The youngest, Paalam, at 23, was at the school’s senior high school when he was called to fight for country and flag in 2018.

“He took up in cookery and we used to help him pay for the ingredients,” said Elegado, whose staff of coaches from the different sport discipline used to feast on Paalam’s cooking.

In fact, the school even shelled out for their allowance when they left, Petecio, Paalam and Magno received PhP20,000 each, while Marcial, whose request came a little late, was given half of that.

Education While in Baguio

“What UB gives them is education. It is the best we can give,” said former mayor Bautista, head of the Association of Boxing Alliances in the Cordillera and Northern Luzon.

Bautista made the call and urged his relatives to take in the national boxers as student scholars while training here, since the BTC has been the boxing headquarters in the country.

The third generation member of the school founded in August 8, 1948 by his grandfather Fernando, Sr. only wanted to continue with the legacy by his forebear.

“It was Lolo Tatay (Fernando, Sr.) who started it due to his love for sport and when the athletes started training here during the Gintong Alay days, he thought that it would be best if they will have education too,” said Reinaldo, Jr.

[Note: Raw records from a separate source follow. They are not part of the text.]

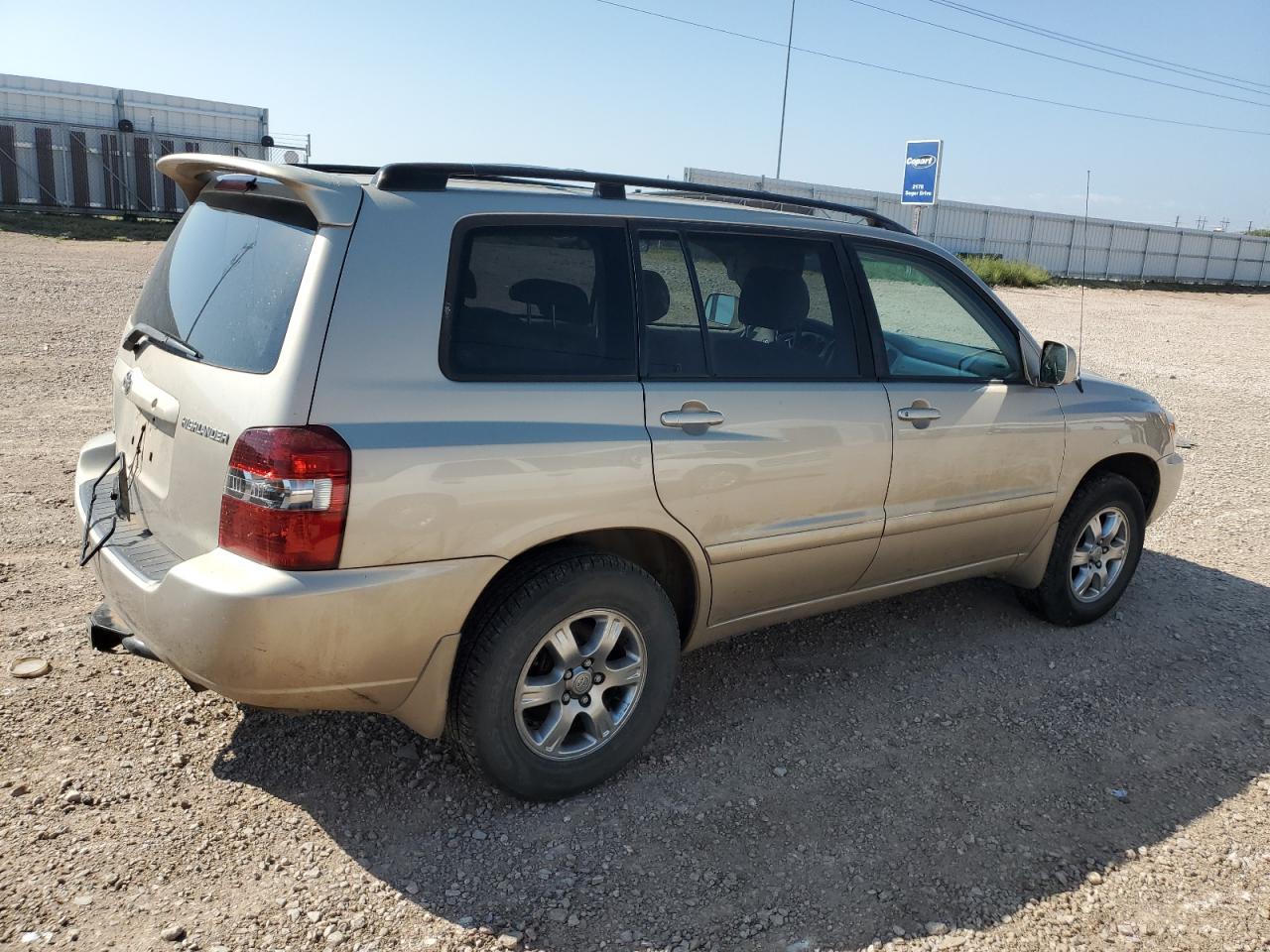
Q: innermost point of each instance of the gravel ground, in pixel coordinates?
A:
(929, 772)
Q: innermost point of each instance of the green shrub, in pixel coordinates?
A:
(998, 271)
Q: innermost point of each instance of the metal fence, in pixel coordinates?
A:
(1061, 244)
(98, 169)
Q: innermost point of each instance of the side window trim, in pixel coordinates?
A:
(853, 245)
(453, 286)
(851, 298)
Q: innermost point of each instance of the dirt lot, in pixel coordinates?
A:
(939, 765)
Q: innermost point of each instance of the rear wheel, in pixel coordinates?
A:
(1095, 555)
(564, 673)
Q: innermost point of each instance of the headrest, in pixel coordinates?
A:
(557, 299)
(775, 298)
(656, 296)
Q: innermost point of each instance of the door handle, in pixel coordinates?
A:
(694, 416)
(919, 414)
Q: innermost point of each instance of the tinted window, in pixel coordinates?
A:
(227, 280)
(933, 325)
(672, 330)
(543, 301)
(772, 307)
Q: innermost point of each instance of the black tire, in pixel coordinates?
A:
(1053, 599)
(504, 634)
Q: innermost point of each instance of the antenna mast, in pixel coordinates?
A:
(1084, 254)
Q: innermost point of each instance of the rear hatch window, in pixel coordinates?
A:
(227, 278)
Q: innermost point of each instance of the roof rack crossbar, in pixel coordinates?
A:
(432, 177)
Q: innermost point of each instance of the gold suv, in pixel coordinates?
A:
(488, 447)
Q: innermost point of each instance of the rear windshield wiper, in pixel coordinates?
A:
(141, 333)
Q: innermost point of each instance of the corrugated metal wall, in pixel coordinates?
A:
(62, 145)
(1058, 243)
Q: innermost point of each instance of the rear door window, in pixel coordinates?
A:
(541, 301)
(227, 280)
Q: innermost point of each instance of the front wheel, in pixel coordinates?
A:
(566, 673)
(1095, 555)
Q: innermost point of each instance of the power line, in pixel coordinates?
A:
(930, 79)
(1169, 64)
(1062, 59)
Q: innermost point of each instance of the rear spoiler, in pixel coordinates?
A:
(333, 199)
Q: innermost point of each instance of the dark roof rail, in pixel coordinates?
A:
(432, 177)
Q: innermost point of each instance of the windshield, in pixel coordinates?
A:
(227, 280)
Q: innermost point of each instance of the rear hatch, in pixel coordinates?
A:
(226, 335)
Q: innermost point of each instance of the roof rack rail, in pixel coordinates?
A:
(432, 177)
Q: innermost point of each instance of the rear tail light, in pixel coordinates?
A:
(286, 497)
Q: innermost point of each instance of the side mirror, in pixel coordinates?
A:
(1058, 365)
(721, 309)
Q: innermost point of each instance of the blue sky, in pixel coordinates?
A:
(580, 84)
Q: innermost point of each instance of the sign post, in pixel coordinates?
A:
(922, 162)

But it was his father, Reynaldo, Sr., who set the deal in stone as he was then the school president.

“It was my father who opened the doors to the athletes,” he said referring to sports legends Lydia de Vega, Isidro del Prado and Mountain Province born but Baguio developed Hector Begeo and several of their runners who later on become national athletes under Gintong Alay.

“When coach Tony Benzon said that high altitude training is a must for all Gintong Alay athletes, then Lydia de Vega cross enrolled in UB, together with the rest,” said Reynaldo, Sr.

Former UB president Herminio, younger brother of Reynaldo, Sr. and father of present president Javier Herminio said that “all track and field athletes always got a small monetary gift from Tatay.”

He added that Tatay would give running shoes for them including Olympic athlete and all “athletes training in Baguio City are given scholarships at the University of Baguio so that their academic programs are not interrupted.”

“I used to remember a long line of athletes going to international competitions at our old house where Tatay gave them a pair of spike shoes (Asics brand) and US$100 each for their allowance,” said Reinaldo, Jr.

He added that the athletes get a little extra when the UB founder sees them in the competition, since he practically does not want to miss see the Philippines competing.

Fernando, Sr. died in 2002, sadly before the Games 100th year at Athens, Greece in 2004.

In a video message to Elegado last Saturday by Petecio, she thanked UB the support to all student – athletes.

Speaking in behalf of her co-Olympian, she greeted the school on its 73rd year as well as relay the message of all present and past UB student-athletes in whishing the school the best. UB is one of the biggest schools in Northern Luzon with more than 15,000 students.